Abschreibungsrate für Küche im Mietvertrag

Hallo zusammen!

Gegeben sei folgende Situation: Vermietet wird eine Wohnung zu der ein Küche gehört. Die Küche ist den zukünftigen Mietern allerdings zu alt. Der Vermieter macht daher folgendes Angebot: Die alte Küche fliegt raus, die neuen Mieter bauen auf eigene Kosten eine eigene Küche ein, die ihnen der Vermieter bei Auszug abkauft, weil er die Wohnung auch in Zukunft mit Küche vermieten möchte.
Zu diesem Zweck möchte der Mieter bereits im Mietvertrag eine Abschreibung festlegen, die dann den Kaufpreis der Küche bei Auszug der Mieter bestimmt. Der Vermieter setzt diese Abschreibung bei 20% pro Jahr an.

Ist das ein übliches Vorgehen? Was ist von den 20% zu halten und wie berechnen sich diese überhaupt?

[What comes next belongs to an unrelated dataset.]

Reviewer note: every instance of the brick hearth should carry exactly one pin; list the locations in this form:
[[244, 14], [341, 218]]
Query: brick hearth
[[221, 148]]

Heißt das nach 5 Jahren gibt’s die Küche umsonst, oder berechnet sich das „mit Zinseszins“ (also zum Beispiel bei 1.000 Euro Ausgangspreis 1000, 800, 640, 512, …). Was ist von solch einem Angebot zu halten?

Ich wäre für Eure Meinungen dankbar!

Viele Grüße,
alphascorpii

Hallo,

hierfür gibt es einfache Berechnungsformeln und auch ausführlichere.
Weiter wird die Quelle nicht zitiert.